Бабка была маленькая, сухонькая, подвижная и бойкая на язык старуха, работавшая где-то уборщицей. Дочь ее Дуся (вдова или мать-одиночка, я так и не выяснила) работала плановиком, слово для меня непонятное. Понятно было лишь то, что Дуся занималась конторским трудом, что удивляло меня. Женщина она была темная, даже читала с запинками, книг в жилье не водилось, за исключением Жениных истрепанных, чернилами залитых учебников.

В письме от начала марта я отзывалась о моих хозяйках уже куда сдержаннее: «Работой я довольна, а вот с бытом скверно. Уж очень шумно. Мать и дочь часто пререкаются, и обе кричат на Женю (малоприятный мальчик!), все это происходит под радио, которое я умолила их выключать хотя бы по вечерам, когда они спать ложатся.

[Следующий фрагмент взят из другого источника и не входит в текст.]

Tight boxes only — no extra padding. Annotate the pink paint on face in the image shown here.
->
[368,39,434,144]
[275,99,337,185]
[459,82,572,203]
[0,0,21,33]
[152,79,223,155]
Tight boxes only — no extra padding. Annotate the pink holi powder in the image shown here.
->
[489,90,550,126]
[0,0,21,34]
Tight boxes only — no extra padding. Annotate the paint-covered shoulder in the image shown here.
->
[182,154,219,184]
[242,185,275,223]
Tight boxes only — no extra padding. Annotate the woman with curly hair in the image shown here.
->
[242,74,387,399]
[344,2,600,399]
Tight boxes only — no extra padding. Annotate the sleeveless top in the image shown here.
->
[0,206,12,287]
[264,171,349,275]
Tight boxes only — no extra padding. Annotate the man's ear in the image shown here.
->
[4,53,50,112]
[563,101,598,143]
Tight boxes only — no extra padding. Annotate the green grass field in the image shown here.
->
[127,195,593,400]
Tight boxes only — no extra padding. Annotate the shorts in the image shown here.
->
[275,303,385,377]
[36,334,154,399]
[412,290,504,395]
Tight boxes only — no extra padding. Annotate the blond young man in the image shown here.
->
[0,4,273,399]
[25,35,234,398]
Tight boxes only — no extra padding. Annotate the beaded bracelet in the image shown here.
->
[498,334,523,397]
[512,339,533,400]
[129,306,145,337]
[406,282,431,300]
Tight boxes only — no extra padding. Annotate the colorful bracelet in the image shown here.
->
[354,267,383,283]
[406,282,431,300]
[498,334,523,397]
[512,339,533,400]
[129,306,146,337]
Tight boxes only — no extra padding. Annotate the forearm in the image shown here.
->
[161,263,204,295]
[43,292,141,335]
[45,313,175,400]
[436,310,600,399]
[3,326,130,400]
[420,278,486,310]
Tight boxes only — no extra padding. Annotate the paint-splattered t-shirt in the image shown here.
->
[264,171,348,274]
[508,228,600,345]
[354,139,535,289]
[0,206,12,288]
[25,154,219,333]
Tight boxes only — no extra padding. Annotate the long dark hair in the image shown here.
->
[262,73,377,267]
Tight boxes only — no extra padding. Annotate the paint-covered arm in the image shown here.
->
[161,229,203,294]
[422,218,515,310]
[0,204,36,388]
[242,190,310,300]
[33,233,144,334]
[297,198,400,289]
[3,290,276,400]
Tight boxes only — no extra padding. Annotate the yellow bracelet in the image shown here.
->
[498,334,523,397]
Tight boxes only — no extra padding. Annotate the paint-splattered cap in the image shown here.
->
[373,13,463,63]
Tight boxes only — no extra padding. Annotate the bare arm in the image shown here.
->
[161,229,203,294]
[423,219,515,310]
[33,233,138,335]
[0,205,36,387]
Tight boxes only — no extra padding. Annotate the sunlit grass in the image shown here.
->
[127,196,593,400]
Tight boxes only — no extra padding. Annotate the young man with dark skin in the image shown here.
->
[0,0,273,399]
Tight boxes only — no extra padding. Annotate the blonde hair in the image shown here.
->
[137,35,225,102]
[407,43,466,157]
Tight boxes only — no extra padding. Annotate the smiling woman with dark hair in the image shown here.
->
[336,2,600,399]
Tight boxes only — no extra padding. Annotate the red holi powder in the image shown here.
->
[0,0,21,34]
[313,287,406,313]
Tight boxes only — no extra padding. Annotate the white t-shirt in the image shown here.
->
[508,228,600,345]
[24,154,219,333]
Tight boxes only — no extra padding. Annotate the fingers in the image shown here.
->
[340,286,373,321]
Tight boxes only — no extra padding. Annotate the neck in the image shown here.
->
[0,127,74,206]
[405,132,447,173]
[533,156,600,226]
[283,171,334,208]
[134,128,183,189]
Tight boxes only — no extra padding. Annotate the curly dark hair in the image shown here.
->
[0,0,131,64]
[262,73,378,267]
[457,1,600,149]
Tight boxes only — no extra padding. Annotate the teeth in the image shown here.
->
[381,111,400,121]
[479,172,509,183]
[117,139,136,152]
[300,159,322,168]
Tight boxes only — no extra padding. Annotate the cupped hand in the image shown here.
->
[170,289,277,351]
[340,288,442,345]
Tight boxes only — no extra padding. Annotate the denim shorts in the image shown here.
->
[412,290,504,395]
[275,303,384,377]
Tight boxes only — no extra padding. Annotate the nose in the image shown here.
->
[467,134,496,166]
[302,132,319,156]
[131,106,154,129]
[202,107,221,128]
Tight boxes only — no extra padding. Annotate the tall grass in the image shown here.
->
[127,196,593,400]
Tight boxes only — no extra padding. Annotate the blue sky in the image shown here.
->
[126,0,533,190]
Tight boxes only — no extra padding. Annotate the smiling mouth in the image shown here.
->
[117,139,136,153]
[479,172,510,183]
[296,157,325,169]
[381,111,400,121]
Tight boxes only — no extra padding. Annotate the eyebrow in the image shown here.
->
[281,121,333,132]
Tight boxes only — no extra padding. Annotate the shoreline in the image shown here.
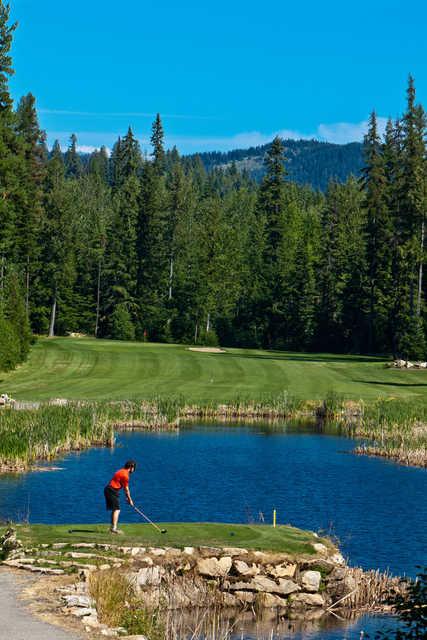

Читать, думать, писать очень трудно».

Мать и дочь начинали «пререкаться» (как я мягко выразилась) с шести утра — вставали тут рано. Их голоса и радио будили меня. Дочь называла мать хрычовкой и старой каргой, старуха живо парировала удары, применяя слова, для печати не всегда пригодные. Бывало, что обе, соединив усилия, ругали не друг друга, а Женю. За двойку. За дыру в штанах. За потерянную варежку. Слышались уже не только голоса, но и рев, и глухие удары — Женю били. Все это шло на фоне бодрых звуков, доносящихся из черной тарелки на стене: утренняя зарядка, веселая музычка…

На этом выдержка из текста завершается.